Parameters cohort_start_unit and cohort_period should be consistent. Due to “Y” and “M” being non-fixed types, it can be used only with each other or if cohort_period_unit is more detailed than cohort_start_unit. More information - about numpy timedelta

Only cohorts with at least 1 user in some period are shown.

See Cohorts user guide for the details.

heatmap(width=5.0, height=5.0)[source]#

Builds a heatmap based on the calculated cohort matrix values.
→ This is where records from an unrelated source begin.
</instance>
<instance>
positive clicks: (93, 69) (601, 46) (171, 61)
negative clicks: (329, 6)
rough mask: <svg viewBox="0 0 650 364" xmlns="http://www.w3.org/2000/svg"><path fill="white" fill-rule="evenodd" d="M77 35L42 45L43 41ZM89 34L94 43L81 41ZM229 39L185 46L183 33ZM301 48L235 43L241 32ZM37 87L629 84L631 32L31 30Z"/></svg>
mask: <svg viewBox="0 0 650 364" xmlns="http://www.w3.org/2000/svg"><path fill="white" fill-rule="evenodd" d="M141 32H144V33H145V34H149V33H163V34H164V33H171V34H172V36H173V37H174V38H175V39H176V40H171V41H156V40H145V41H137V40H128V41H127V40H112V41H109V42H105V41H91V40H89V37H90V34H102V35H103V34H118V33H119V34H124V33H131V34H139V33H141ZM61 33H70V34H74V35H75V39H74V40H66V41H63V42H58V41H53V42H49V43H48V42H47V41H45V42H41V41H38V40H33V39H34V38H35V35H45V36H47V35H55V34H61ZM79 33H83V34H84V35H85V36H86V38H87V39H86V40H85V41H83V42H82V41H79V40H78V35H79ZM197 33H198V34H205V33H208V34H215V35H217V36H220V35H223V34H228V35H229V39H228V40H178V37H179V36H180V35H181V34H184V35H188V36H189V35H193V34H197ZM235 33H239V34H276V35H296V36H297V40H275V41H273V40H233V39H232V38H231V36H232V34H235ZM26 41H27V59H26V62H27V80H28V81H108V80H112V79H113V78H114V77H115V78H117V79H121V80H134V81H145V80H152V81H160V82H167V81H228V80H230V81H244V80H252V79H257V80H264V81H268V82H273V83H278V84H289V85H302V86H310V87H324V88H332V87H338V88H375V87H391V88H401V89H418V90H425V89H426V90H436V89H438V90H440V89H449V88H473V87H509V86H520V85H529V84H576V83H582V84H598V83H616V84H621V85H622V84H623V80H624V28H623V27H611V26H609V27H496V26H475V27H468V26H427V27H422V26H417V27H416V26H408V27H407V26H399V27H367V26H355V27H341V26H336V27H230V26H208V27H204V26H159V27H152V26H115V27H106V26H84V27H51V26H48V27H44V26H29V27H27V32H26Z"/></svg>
Should be used after fit().

Parameters:
widthfloat, default 5.0

Width of the figure in inches.

heightfloat, default 5.0

Height of the figure in inches.

Returns:
matplotlib.axes.Axes
lineplot(plot_type='cohorts', width=7.0, height=5.0)[source]#

Create a chart representing each cohort dynamics over time. Should be used after fit().

Parameters:
plot_type: ‘cohorts’, ‘average’ or ‘all’
  • if cohorts - shows a lineplot for each cohort,

  • if average - shows a lineplot only for the average values over all the cohorts,

  • if all - shows a lineplot for each cohort and also for their average values.

widthfloat, default 7.0

Width of the figure in inches.

heightfloat, default 5.0

Height of the figure in inches.

Returns:
matplotlib.axes.Axes
property params#

Returns the parameters used for the last fitting. Should be used after fit().

property values#

Returns a pd.DataFrame representing the calculated cohort matrix values. Should be used after fit().

Returns:
pd.DataFrame

Eventstream#

Eventstream.cohorts(cohort_start_unit, cohort_period, average=True, cut_bottom=0, cut_right=0, cut_diagonal=0, width=5.0, height=5.0, show_plot=True)[source]#

Show a heatmap visualization of the user appearance grouped by cohorts.

Parameters:
show_plotbool, default True

If True, a cohort matrix heatmap is shown.

See other parameters’ description

Cohorts

Returns:
Cohorts

A Cohorts class instance fitted to the given parameters.